Babcorn 發表於 2016-5-11 13:00
第八十五章 老婦漁家 欲上嵩山(上)

     武則天唸著奏摺,李治聽完後批示,武則天書寫。有時候李治頭痛的時候,思維不清晰,武則天還替他糾正。或者失誤的地方,也一一指出來。這些年就這麼過了。

    後來武則天對也好,錯也好,但開始是幫助李治很大的忙。這個龐大的王朝在繼續發展前進,包括這些年災情連連,國家尚算太平,武則天功不可沒的。

    這時候,武則天就讀到一份奇怪的奏摺了,是窺基法師上書的。西京大慈善恩寺法會舉辦得很成功。本來是一場富人舉辦的法事,後來多方努力,終於上升為法會級別。

    這一次募得善款一共十九萬六千三百多緡錢。然後窺基法師上書,希望朝廷協助將這些善款化作糧食,發放到災民手中。

    數量巨大,這是對一場法會而言的,對一個國家來說,還不能影響到輕重。就是化作了糧食,以現在關中的糧價,也不過三十幾萬石,但關中受到乾旱影響的百姓最少有七六百萬人,一人也分不到一點兒。

    可這個善款是來自民間的,意義卻是重大。至少象徵意義,不可忽視。或者說白了一點,老百姓雖然疲苦,可心依然在向著朝廷的。

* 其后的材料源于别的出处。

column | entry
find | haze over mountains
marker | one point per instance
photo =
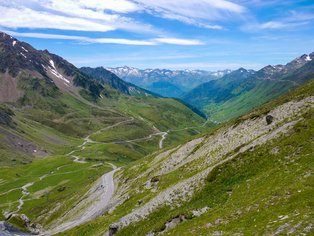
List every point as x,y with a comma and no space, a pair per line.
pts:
168,83
87,152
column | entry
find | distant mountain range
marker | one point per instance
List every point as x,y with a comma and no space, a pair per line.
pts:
168,83
242,90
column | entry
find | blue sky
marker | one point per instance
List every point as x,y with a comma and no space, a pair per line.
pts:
174,34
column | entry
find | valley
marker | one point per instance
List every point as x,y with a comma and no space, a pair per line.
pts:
84,152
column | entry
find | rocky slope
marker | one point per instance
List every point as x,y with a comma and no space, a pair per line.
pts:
216,184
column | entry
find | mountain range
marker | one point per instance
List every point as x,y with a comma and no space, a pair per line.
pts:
83,152
242,90
168,83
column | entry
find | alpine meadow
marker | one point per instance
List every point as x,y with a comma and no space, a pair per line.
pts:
148,118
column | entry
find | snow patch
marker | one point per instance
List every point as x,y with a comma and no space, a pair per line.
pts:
52,64
23,55
308,58
58,75
24,49
54,71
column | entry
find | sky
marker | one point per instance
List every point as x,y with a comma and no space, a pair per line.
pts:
173,34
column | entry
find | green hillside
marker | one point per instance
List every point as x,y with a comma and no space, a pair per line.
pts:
257,179
241,91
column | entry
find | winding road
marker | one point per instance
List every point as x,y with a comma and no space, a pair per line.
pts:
98,196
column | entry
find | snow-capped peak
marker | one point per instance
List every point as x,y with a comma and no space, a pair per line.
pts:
308,58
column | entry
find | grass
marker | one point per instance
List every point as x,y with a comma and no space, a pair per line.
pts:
58,126
251,192
263,92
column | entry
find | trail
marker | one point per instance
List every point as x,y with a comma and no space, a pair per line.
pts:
21,201
98,196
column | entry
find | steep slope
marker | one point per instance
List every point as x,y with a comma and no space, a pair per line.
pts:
250,176
106,77
242,90
24,68
167,83
61,131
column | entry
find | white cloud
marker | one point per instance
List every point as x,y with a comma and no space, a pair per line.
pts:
148,42
195,12
107,15
179,41
272,25
91,15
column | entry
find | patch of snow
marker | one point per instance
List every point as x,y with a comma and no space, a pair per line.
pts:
24,49
54,71
52,64
308,58
58,75
23,55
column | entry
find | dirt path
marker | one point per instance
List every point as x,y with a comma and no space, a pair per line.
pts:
97,198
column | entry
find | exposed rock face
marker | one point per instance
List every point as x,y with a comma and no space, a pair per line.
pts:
113,229
269,119
212,151
174,222
6,116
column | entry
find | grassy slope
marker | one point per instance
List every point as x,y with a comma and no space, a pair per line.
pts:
238,191
257,192
264,91
58,125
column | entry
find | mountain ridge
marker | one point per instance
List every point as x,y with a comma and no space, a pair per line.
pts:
178,80
239,92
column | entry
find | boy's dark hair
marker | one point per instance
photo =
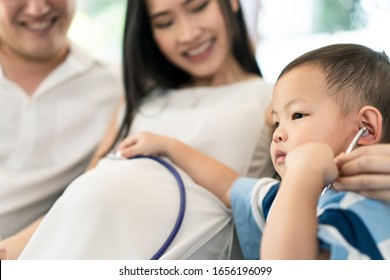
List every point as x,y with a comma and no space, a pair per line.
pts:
356,76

    李治聽了後,說道:「將閻立本與郝處俊一起喊來商議一下。」

    武則天揮了揮手,太監下去。

    一會兒閻郝二人進來,武則天隱入簾後。李治將這個奏摺遞到他們手中。

    閻立本道:「此是善舉。」

    「是善舉,可是**師卻要糧食……」

    聽到糧食二字,閻郝二人都皺起了眉頭。

    郝處俊說道:「就是沒有這筆善款,朝廷也會撥糧進入關中。可進入了初夏了,渭水雨水依然不足,河水淺,運輸卻是不便……」

    其實朝廷已經盡力了,各地調動糧食,進入關中。但現在的條件必須借助水路,從陸地走,不要說別的地方,就是從洛陽到長安都有八百里路遠,用馬車拉,一馬車能拉多少斤?押運民夫的消耗,還有因為乾旱,野草長勢也不好,牲畜又要帶糧草,如果全部借助陸地,有可能糧食到了地頭了,就消耗完了,人都回不來。

    「這件事多少與太子有些關係,去將他喊過來,這幾天,所作所為,斯文掃地。」李治對身邊太監說道。

    閻立本與郝處俊二人低下頭,忍不住想笑。

    先是太子勒索了許彥伯一次,然後帶著一群侍衛,沒有事,就在洛陽遊蕩,看到不平的事,立即來個「撥刀相助」,有一官吏,利用手中職權,巧立名目,搶了一家良家婦人,正好被太子聽到,帶著侍衛上去,將他揍得鼻青臉腫,然後送到官府處執。

    幾天下來,洛陽很安靜,比豐年還要太平。

    不是說不好,你堂堂一個太子,與這些小人計較什麼?就像一頭老虎,抓抓雞,還能稍作解釋,可抓蝸牛,總讓人感到古怪萬分。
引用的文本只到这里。